Scammers Pickpocketed $500K From Crypto Wallets By Dropping Phish Hooks In Google Ads

hero 2compound finance gives away millions in crypto accidentally
Do you ever forget to type the TLD (like, ".com") for websites that you visit, then click the top result when the inevitable search comes up? We might recommend you to stop doing that in the future. At least on Google and Bing, the first few results are advertisements, and those advertisements might not be as safe as their hosts would like you to think.

Check Point Research (CPR) has documented a new tactic in the endless war against cyber-criminals: buying Google ads. Crypto wallet users looking for popular apps like Phantom App and MetaMask have been targeted by cyber-criminals purchasing Google ads that link to their fake websites, and they look like very much like the real thing. Users that log into the fake site hand their credentials over to the thieves on a silver platter.

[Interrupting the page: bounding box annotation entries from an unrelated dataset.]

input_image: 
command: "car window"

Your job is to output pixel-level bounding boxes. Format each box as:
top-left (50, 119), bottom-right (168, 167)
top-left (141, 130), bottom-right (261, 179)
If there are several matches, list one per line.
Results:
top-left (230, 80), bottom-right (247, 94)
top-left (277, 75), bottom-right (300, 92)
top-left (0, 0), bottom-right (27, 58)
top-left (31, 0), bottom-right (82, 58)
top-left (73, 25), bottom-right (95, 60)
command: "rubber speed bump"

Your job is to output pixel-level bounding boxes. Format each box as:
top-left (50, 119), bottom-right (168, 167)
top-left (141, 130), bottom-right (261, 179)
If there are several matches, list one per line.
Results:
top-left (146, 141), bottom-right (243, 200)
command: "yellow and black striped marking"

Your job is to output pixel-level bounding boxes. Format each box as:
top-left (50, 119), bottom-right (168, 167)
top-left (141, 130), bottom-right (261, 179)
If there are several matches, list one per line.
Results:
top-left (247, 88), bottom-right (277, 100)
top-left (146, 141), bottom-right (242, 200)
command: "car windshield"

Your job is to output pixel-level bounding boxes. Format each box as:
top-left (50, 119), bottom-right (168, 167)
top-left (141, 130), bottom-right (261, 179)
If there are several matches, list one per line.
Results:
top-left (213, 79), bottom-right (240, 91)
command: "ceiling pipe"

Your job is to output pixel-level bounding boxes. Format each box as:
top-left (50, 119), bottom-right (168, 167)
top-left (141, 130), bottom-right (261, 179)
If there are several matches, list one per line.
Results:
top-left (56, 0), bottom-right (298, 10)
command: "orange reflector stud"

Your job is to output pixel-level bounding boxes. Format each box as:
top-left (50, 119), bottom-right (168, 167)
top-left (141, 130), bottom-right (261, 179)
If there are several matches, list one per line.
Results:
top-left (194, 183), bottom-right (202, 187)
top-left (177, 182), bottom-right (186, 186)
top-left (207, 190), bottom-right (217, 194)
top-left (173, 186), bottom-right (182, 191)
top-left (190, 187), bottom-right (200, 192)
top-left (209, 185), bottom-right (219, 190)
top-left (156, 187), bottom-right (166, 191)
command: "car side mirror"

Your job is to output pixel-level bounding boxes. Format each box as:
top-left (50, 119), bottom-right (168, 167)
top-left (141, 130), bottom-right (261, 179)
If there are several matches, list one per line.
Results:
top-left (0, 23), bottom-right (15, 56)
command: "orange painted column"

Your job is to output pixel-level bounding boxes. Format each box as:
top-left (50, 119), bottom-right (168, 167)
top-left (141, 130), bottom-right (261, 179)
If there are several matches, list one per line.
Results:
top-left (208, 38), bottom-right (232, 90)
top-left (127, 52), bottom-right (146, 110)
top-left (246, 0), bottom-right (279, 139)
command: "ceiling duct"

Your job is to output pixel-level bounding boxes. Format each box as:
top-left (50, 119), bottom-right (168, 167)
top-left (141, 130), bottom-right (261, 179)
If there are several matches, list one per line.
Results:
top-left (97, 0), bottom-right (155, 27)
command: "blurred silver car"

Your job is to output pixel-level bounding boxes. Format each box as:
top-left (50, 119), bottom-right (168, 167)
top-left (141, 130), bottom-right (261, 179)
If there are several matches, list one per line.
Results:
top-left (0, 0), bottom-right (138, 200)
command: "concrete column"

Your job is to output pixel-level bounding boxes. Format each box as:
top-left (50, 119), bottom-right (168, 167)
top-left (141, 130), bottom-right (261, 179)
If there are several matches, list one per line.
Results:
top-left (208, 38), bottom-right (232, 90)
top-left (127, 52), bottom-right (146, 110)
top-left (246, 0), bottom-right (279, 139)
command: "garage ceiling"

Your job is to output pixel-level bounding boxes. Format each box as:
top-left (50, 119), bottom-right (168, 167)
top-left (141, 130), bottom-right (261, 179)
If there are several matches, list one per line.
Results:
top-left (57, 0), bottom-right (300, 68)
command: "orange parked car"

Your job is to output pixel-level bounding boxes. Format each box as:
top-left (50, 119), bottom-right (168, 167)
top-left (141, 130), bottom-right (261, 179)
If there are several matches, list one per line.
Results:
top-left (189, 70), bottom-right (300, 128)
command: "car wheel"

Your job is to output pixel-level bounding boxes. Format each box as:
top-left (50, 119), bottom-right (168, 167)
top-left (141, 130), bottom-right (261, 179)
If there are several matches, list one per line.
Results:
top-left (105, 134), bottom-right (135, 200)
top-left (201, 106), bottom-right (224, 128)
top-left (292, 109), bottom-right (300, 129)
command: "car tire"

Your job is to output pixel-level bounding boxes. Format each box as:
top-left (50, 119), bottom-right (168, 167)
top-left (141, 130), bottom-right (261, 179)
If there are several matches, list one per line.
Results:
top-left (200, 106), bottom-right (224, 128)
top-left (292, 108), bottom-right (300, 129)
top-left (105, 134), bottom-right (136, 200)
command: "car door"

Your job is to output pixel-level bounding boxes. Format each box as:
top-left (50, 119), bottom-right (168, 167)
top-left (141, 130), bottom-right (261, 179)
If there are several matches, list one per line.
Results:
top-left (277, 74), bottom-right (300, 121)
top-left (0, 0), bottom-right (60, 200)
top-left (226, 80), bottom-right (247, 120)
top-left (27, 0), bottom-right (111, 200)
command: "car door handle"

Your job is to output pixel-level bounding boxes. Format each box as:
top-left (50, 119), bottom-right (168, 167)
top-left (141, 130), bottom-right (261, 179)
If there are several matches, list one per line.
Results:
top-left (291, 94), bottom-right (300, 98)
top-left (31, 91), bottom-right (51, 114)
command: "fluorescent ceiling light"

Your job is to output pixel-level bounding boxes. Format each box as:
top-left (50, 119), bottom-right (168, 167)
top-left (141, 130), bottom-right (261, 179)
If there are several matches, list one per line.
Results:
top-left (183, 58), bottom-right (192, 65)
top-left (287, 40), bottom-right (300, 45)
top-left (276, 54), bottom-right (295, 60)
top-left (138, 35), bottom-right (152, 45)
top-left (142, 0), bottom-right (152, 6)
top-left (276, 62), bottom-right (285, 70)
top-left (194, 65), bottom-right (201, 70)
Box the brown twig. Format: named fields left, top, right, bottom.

Even worse, if the unwitting crypto trader makes a new wallet using the fake site, they'll find that upon logging into the wallet in the future, they'll actually be logging into the bad guy's wallet, who will thereupon receive any currency transferred to that wallet. The MetaMask version of the bad actors' traps actually includes the ability to import existing wallets; doing so hands over the seed phrase for that wallet.

phantom adword
Image: Check Point Research

According to CPR, thieves stole over $500,000 just over the past weekend, and the group found some eleven compromised accounts containing cryptocurrency valued between $1,000 and $10,000 apiece. Unfortunately for the owners, the scammers had already yanked the cash from those wallets before their intrusion was discovered.

The security group goes on to say that these new phishing campaigns utilizing Google ads aren't the work of one actor, but of numerous agents or groups that compete with each other. They aren't just targeting Phantom and MetaMask, either; CPR points out that other popular crypto apps like PancakeSwap, UniSwap, and SushiSwap have been targeted, too.

Still, aside from the attack vector (Google ads), these phishing scams are pretty standard, so you can protect yourself with the usual methods of defending against phishing scams: always check the exact spelling of the URL, always make sure your connection is secure, and use bookmarks or shortcuts whenever you can to avoid typographical errors (or fraudulent advertisements).